Il est rare que se passe un jour sans que je consulte l’irremplaçable « encyclopédie » du cinéma américain qu’il écrivit depuis 1970 avec J-P. Coursodon, 50 ans de cinéma américain. Ce livre fait mon admiration : au fil des rééditions, un petit carré signale des ajouts qui sont autant de repentirs, de nuances, de réévaluations de ce qui figurait dans l’édition précédente. Ce work in progress dit la richesse de la réflexion, animée d’une extraordinaire honnêteté, mais aussi la liberté d’esprit de ceux qui ne s’enferment pas dans des certitudes définitives, fussent-elles les leurs ! Cette belle rigueur intellectuelle m’a beaucoup appris et m’a souvent servi d’exemple dans mon métier de professeur. Son œuvre cinématographique est aussi servie par les mêmes qualités : B. Tavernier fut un homme aux fortes convictions, son regard sur le monde n’était jamais neutre, mais aucun de ses films n’est alourdi par les pesanteurs et le prêchi-prêcha du militant.
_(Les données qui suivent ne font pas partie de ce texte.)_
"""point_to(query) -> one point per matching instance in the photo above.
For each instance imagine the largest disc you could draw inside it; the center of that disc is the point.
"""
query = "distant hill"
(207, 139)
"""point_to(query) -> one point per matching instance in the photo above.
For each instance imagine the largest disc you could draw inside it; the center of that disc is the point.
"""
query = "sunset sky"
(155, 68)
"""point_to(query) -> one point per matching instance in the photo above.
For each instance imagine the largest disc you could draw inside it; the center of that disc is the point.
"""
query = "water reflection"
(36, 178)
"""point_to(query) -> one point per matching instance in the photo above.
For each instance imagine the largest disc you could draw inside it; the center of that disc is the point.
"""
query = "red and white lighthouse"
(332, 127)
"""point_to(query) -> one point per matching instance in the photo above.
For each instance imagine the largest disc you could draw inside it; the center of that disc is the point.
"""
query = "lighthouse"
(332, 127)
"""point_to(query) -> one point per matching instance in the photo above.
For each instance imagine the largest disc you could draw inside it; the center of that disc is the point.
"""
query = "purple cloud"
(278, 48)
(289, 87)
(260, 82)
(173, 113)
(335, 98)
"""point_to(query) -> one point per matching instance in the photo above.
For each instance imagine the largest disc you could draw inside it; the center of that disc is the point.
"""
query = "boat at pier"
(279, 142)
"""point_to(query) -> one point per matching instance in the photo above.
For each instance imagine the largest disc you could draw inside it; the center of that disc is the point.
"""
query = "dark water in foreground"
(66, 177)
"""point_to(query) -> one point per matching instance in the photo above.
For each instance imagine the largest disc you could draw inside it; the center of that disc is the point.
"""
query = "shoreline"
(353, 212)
Comme on est loin de l’esprit obtus et du ressentiment maladif des professionnels de la « révolte » d’aujourd’hui !
Bien sûr B. Tavernier fut un cinéaste de premier plan et son talent aux formes multiples lui permit, lui qui était l’une des incarnations du génie du cinéma français depuis presque 50 ans, de faire en 2009 un authentique film américain, Dans la Brume électrique, adaptation du roman de James Lee Burke et d’être encore plus proche de ses chers « amis américains ». C’est que ce cinéaste n’a jamais cessé d’être un cinéphile à l’érudition prodigieuse. Pour lui, faire du cinéma c’était aussi jouer le rôle d’un « passeur » comme le prouve son DVDblog, chronique consacrée aux DVD, ou encore sa participation à de très nombreux bonus de DVD. Il s’est illustré dans l’art de l’éloge, tempéré par la finesse du critique, en particulier pour nous faire découvrir et aimer tant de films noirs et de westerns (entre autres la collection éditée par Sidonis Calysta). C’est ainsi que j’ai passé des heures avec B. Tavernier, emporté par sa fougue, son lyrisme, sa justesse et son humour.
Enfin, qualité devenue rare en 2021, B. Tavernier parlait un français irréprochable (prof je fus, prof je demeure…), riche et précis, élégant et coloré. Mais j’arrête ici ce billet, car plutôt que d’évoquer Dans la Brume électrique, je me précipite sur le DVD pour revoir le film une énième fois !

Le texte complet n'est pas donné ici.